Let $k_1 < k_2 < ... < k_n$ will be integers. Prove that the quotient
$\frac{V_n(k_1,...,k_n)}{V_n(1,...,n)}$ is a integer.
where $V_n(x_1,...,x_n)$ is vandermonde determinant
My idea: Show that the numerator is divisible by the denominator
Can anyone give a hint or help solve it? Thank u.
Without loss of generality, we can assume that $k_1\geq n-1$ since $V_n(k_1,\ldots,k_n) = V_n(k_1+p,\ldots,k_n+p)$ for any $p\in\mathbb{Z}$.

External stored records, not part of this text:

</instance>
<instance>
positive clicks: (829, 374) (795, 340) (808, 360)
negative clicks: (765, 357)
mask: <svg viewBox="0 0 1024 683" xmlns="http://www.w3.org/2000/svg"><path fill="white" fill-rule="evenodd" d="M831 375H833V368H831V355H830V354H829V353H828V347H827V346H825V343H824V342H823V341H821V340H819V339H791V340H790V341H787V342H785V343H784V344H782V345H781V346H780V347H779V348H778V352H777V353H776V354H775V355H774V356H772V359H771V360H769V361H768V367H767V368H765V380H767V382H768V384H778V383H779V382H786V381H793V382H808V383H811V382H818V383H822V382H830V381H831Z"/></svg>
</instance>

Since $$V_n(1,\ldots,n) = 1!2!\cdots (n-1)!.$$ We have that $$\frac{V_n(k_1,\ldots,k_n)}{V_n(1,\ldots,n)} = \det\begin{pmatrix} 1 & \cdots & 1 \\ \frac{k_1}{1!} & \cdots & \frac{k_n}{1!} \\ \vdots & & \vdots \\ \frac{k_1^{n-1}}{(n-1)!} & \cdots & \frac{k_n^{n-1}}{(n-1)!} \end{pmatrix}.$$ Note that $\binom{k_i}{n-1} = \frac{k_i(k_i-1)\cdots (k_i-n+2)}{(n-1)!}$ can be regarded as a polynomial of $k_i$ with the highest order term $\frac{k_i^{n-1}}{(n-1)!}$. So we can add and subtract the proper multiples of the first $n-1$ rows to the last row to transform it into $$\binom{k_1}{n-1}\cdots \binom{k_n}{n-1}.$$ Similarly, we can transform the $(n-1)$-th row into $$ \binom{k_1}{n-2}\cdots\binom{k_n}{n-2}, $$ and $(n-2)$-th row ... Finally, the quotient equals to $$ \det\begin{pmatrix} \binom{k_1}{1} & \cdots & \binom{k_n}{1} \\ \binom{k_1}{2} & \cdots & \binom{k_n}{2} \\ \vdots & & \vdots \\ \binom{k_1}{n-1} & \cdots & \binom{k_n}{n-1} \\ \end{pmatrix}, $$ which is an integer since each entry in the matrix is integer.